Wednesday, 27 May 2020

Water, water everywhere

From the Arizona Daily Independent:

Water vapor is a powerful greenhouse gas, but its net effect in the atmosphere is to lower temperatures party because of convective heat transfer. Proponents of anthropogenic global warming (AGW) and most IPCC climate models assume the opposite (and that’s why climate model predictions diverge from reality).

AGW hypothesis: Carbon dioxide, a weak greenhouse gas, begins warming the planet. This warming evaporates water and so puts water vapor into the atmosphere which amplifies the warming effect. This is called a positive feedback.

At first look, this proposition seems logical and reasonable. But other properties of water vapor reduce temperatures and the net effect is a strong negative feedback. A positive feedback tends to destabilize a system, whereas, a negative feedback tends to keep a system in check. Just think for a minute, if water vapor had a net positive feedback effect, this planet would have had run-away global warming long ago. That alone should falsify the positive feedback hypothesis. But let’s look at some observational evidence for a negative feedback.
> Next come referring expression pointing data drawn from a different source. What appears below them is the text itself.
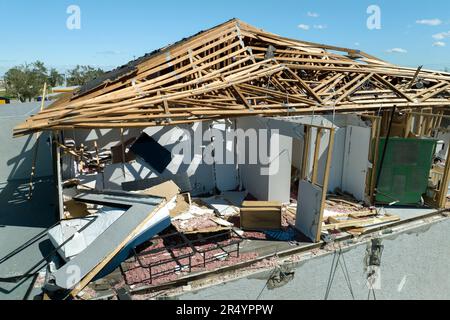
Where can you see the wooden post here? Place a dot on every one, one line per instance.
(326, 180)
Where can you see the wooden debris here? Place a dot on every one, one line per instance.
(260, 215)
(341, 222)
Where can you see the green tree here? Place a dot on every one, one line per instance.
(80, 75)
(23, 82)
(26, 81)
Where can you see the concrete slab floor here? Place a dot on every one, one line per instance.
(20, 221)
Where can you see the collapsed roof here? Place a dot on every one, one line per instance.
(234, 70)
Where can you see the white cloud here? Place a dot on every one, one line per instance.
(320, 26)
(397, 50)
(109, 52)
(439, 44)
(303, 26)
(442, 35)
(312, 14)
(430, 22)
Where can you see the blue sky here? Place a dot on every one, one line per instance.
(114, 32)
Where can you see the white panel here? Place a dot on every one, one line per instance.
(280, 169)
(356, 160)
(308, 209)
(226, 175)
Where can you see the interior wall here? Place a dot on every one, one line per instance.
(250, 174)
(16, 156)
(338, 169)
(309, 209)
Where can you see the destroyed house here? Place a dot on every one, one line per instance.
(353, 146)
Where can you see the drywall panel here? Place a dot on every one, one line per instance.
(250, 172)
(268, 178)
(356, 161)
(115, 174)
(185, 143)
(309, 208)
(225, 161)
(16, 156)
(280, 169)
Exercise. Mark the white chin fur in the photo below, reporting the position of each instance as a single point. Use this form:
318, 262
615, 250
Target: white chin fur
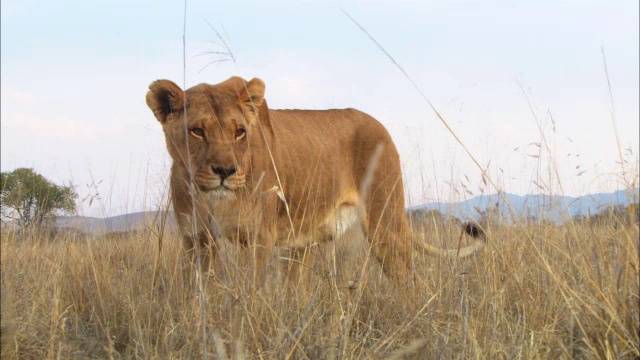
220, 194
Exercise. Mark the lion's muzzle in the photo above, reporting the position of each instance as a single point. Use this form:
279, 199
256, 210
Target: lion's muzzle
219, 179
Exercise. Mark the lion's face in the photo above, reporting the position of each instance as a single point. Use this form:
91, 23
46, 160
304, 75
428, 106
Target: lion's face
219, 122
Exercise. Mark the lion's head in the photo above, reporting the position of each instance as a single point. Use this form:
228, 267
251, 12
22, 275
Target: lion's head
220, 119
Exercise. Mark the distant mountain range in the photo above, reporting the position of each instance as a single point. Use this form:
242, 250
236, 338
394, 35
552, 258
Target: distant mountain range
540, 207
115, 224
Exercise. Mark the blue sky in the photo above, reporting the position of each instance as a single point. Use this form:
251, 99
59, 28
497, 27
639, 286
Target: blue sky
74, 76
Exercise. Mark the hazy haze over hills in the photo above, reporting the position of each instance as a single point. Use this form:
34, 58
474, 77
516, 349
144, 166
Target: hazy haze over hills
541, 206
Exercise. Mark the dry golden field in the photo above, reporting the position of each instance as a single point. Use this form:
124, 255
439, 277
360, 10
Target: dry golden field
535, 291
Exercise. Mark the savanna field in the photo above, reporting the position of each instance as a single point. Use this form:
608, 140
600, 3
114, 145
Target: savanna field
536, 291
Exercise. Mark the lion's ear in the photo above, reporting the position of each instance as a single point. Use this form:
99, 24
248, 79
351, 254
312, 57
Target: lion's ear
163, 98
255, 94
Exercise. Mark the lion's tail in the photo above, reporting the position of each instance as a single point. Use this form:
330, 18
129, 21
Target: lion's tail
470, 228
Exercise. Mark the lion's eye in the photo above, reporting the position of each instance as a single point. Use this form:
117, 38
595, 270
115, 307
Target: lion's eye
197, 132
240, 133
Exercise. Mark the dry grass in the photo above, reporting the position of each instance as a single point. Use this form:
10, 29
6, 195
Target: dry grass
538, 291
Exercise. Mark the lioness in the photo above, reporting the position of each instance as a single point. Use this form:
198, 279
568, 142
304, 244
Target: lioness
265, 177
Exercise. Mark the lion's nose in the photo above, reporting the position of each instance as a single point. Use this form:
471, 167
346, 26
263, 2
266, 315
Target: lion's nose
224, 172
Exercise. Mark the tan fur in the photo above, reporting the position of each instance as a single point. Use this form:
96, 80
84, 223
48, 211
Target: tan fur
315, 159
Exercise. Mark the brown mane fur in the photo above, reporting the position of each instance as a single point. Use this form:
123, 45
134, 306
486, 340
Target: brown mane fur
245, 156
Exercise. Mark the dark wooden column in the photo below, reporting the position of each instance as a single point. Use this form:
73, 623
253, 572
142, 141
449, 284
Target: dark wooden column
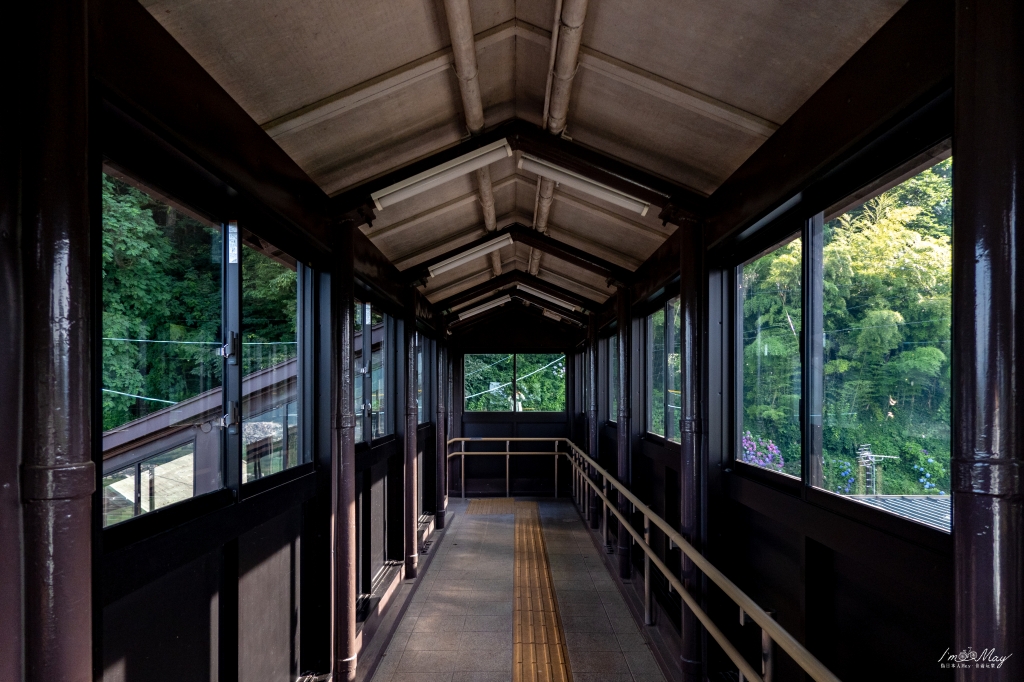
412, 517
343, 456
988, 333
593, 433
57, 474
11, 586
690, 431
625, 316
440, 433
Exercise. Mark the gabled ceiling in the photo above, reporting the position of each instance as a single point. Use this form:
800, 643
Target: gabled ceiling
683, 91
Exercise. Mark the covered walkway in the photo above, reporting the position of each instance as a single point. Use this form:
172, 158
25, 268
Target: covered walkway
517, 588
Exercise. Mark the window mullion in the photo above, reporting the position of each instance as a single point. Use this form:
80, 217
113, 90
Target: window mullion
231, 306
812, 375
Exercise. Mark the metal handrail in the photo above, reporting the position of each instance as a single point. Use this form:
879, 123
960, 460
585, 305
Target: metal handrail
507, 453
814, 668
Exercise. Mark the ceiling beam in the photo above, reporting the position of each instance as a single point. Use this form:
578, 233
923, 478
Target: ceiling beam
458, 202
654, 85
527, 137
381, 86
513, 278
522, 235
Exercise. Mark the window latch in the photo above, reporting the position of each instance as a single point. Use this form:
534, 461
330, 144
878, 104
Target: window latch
230, 420
230, 349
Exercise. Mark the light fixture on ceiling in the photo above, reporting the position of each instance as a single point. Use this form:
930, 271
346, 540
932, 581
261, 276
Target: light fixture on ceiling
486, 306
548, 297
472, 254
428, 179
577, 181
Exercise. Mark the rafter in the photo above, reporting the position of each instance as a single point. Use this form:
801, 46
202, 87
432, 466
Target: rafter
522, 235
509, 279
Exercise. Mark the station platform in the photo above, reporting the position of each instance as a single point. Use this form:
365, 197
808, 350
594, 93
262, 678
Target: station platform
516, 590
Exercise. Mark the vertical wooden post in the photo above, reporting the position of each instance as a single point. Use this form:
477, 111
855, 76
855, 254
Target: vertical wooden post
412, 489
343, 444
988, 275
691, 279
57, 474
624, 313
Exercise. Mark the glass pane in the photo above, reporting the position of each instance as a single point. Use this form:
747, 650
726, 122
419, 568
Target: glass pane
161, 328
263, 446
420, 407
612, 378
119, 496
166, 478
674, 379
358, 316
541, 382
656, 370
380, 418
770, 295
887, 324
269, 358
487, 382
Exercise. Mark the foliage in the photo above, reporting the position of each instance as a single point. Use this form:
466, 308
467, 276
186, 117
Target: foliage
540, 382
887, 323
162, 305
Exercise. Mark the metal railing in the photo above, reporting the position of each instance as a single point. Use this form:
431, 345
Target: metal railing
508, 453
582, 481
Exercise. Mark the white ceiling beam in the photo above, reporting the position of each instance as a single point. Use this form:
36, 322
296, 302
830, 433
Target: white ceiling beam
438, 247
664, 89
591, 59
458, 202
380, 86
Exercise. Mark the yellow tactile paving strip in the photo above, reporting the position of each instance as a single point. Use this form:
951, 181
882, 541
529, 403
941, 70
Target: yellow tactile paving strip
486, 506
539, 652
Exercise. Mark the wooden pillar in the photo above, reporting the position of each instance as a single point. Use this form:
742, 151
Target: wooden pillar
690, 431
343, 456
57, 475
593, 433
440, 433
412, 516
988, 333
625, 316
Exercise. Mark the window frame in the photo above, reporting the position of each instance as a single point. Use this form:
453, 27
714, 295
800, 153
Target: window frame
804, 222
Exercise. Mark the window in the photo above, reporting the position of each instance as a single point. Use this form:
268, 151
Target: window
506, 382
421, 403
358, 316
162, 372
269, 360
887, 275
770, 303
540, 382
663, 371
379, 415
151, 483
612, 378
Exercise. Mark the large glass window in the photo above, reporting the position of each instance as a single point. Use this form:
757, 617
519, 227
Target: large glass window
887, 337
770, 301
540, 382
663, 371
612, 378
506, 382
150, 483
161, 336
487, 382
269, 361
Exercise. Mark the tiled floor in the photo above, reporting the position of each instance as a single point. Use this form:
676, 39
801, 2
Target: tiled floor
458, 627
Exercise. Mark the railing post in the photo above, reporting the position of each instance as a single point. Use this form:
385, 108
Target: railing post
647, 616
604, 510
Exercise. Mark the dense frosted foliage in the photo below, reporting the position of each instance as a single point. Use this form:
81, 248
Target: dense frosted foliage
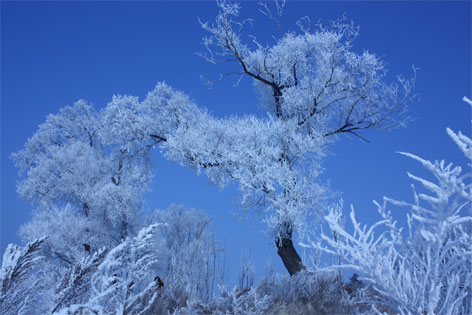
90, 250
430, 270
163, 267
313, 85
72, 174
19, 290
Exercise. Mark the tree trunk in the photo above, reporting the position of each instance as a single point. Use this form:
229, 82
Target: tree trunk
289, 255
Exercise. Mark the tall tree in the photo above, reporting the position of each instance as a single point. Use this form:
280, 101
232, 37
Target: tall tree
314, 86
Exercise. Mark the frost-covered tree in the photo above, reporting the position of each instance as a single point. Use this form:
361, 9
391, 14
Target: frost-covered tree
314, 86
86, 186
427, 270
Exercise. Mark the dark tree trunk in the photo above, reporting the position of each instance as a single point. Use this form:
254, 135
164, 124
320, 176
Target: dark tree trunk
289, 255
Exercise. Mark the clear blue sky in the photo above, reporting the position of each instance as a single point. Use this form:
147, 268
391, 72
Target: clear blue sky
53, 53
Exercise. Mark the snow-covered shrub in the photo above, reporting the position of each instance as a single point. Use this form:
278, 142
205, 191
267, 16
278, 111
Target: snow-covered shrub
306, 292
20, 284
430, 270
190, 258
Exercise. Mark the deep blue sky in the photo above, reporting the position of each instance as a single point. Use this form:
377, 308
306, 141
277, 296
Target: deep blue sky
53, 53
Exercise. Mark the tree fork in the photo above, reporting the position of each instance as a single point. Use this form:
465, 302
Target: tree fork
288, 253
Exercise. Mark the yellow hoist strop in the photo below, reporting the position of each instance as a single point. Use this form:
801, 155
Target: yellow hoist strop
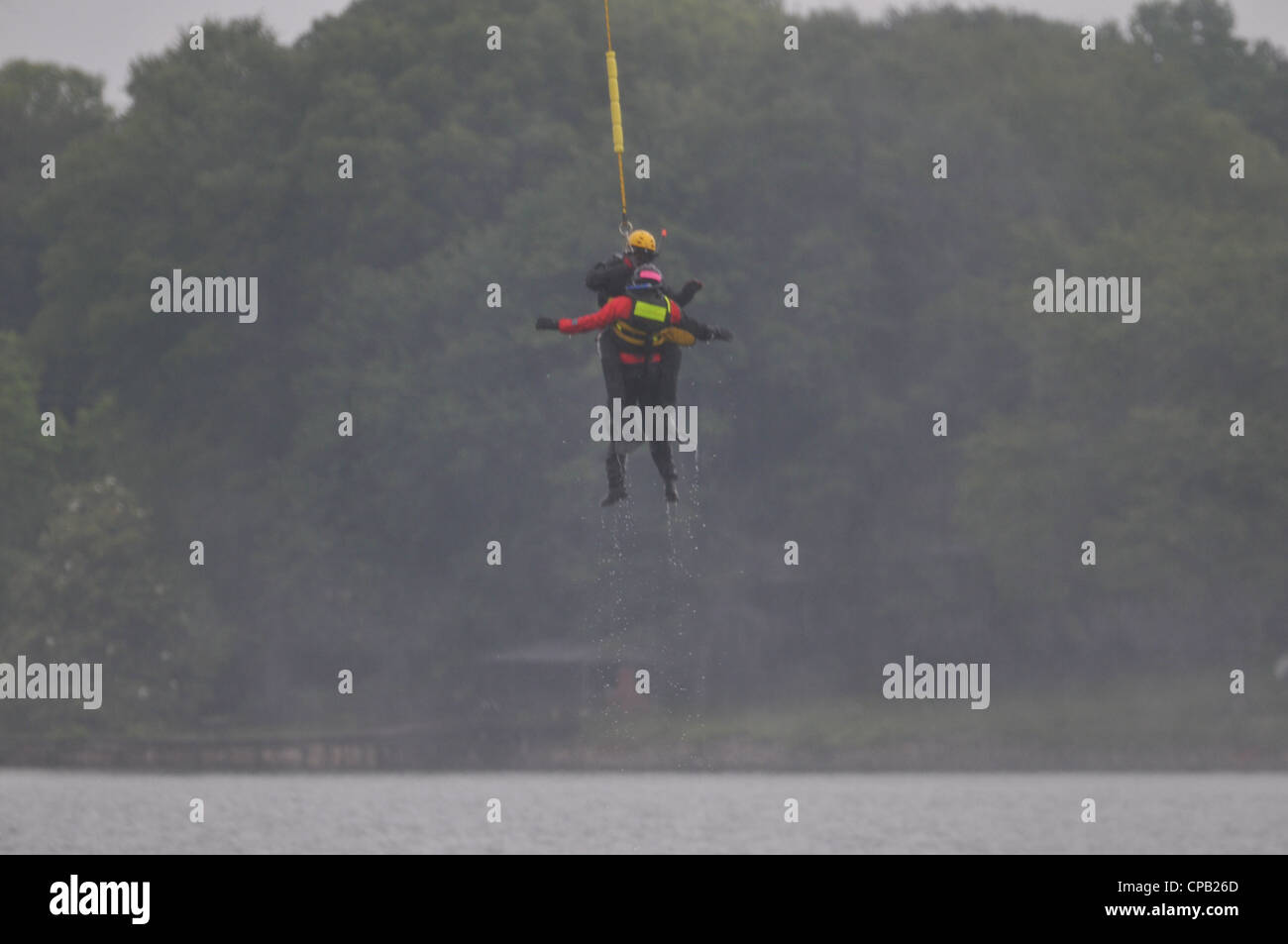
614, 106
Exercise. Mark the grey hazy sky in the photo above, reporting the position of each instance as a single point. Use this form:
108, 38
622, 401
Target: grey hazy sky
103, 37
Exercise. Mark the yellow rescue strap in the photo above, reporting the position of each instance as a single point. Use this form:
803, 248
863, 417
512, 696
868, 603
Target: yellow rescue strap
614, 107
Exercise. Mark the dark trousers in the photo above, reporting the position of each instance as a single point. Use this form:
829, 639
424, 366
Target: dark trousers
643, 385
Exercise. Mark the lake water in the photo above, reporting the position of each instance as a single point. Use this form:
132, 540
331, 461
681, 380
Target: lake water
86, 811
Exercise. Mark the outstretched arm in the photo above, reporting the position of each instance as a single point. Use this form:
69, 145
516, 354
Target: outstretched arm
616, 309
703, 333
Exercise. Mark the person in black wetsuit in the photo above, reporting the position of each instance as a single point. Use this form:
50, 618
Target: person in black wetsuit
636, 327
609, 278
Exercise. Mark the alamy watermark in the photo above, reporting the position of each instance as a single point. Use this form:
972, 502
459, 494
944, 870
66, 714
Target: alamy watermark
75, 896
210, 295
1099, 294
634, 424
940, 681
55, 682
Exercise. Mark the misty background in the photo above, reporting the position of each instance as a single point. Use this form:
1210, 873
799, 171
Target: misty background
471, 167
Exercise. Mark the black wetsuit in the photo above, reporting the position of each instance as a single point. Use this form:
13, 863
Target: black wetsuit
610, 278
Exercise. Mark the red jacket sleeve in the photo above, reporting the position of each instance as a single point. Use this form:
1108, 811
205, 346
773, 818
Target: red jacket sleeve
617, 309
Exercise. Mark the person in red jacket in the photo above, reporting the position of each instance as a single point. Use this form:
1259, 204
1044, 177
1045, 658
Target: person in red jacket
639, 323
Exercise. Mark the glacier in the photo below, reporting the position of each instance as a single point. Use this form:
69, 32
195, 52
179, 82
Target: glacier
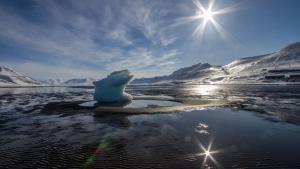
112, 88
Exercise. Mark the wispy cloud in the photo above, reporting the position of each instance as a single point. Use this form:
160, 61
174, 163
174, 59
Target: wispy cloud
111, 35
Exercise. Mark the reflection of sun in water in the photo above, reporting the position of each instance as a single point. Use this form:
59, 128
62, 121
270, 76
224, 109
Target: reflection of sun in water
208, 155
204, 89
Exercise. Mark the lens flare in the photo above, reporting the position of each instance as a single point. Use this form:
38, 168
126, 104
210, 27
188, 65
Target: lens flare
207, 15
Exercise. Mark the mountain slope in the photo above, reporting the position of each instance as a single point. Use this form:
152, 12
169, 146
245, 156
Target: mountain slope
245, 70
79, 82
9, 77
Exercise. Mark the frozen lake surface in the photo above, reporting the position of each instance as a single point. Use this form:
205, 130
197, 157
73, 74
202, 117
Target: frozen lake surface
259, 127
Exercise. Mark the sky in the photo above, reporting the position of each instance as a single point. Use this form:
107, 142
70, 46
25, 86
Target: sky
74, 39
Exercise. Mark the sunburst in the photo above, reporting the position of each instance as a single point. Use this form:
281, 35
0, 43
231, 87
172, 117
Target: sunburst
207, 15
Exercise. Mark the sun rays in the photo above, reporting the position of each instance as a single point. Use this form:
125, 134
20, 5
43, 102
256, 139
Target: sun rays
207, 16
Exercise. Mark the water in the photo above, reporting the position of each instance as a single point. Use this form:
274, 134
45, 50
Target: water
258, 127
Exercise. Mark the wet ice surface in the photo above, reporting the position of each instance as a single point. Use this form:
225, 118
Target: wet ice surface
259, 128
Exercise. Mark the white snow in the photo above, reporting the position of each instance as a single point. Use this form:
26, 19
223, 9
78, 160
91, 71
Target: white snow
9, 77
244, 70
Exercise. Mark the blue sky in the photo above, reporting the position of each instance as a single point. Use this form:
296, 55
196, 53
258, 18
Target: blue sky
71, 38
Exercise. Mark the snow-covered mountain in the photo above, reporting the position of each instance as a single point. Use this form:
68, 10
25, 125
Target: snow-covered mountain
9, 77
197, 71
79, 82
53, 81
283, 65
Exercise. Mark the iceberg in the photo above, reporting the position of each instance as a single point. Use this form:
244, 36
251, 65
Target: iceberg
112, 88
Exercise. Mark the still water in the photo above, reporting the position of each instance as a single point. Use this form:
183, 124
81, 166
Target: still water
259, 127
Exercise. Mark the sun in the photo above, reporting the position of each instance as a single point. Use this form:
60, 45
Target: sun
208, 14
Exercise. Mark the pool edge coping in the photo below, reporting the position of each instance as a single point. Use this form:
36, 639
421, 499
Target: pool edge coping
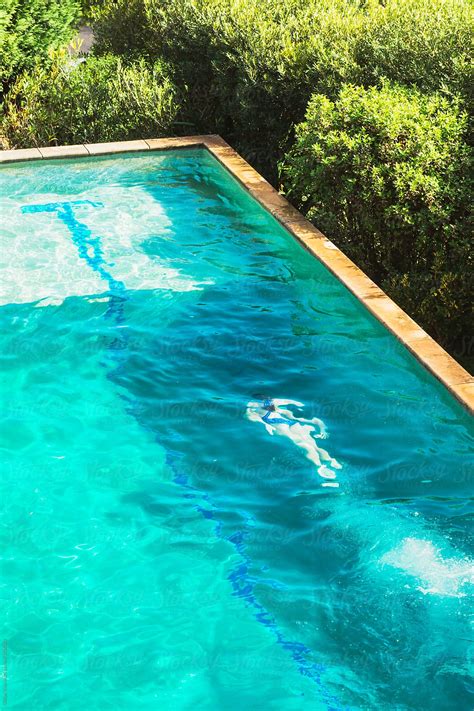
426, 350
The graphic below compares four pairs of cities, each at about the same latitude so that each pair receives about the same amount of sunlight, and the cities are inland, away from possible tempering by sea breezes. The data is from the National Weather Service (the temperatures have been corrected for elevation differences). The difference between the pairs is that one city is in an arid climate, the other is in a humid climate. We see that the more humid city in each pair has a lower average annual temperature. The addition of water vapor to the atmosphere has a cooling effect in spite of water vapor being a greenhouse gas much more powerful than carbon dioxide.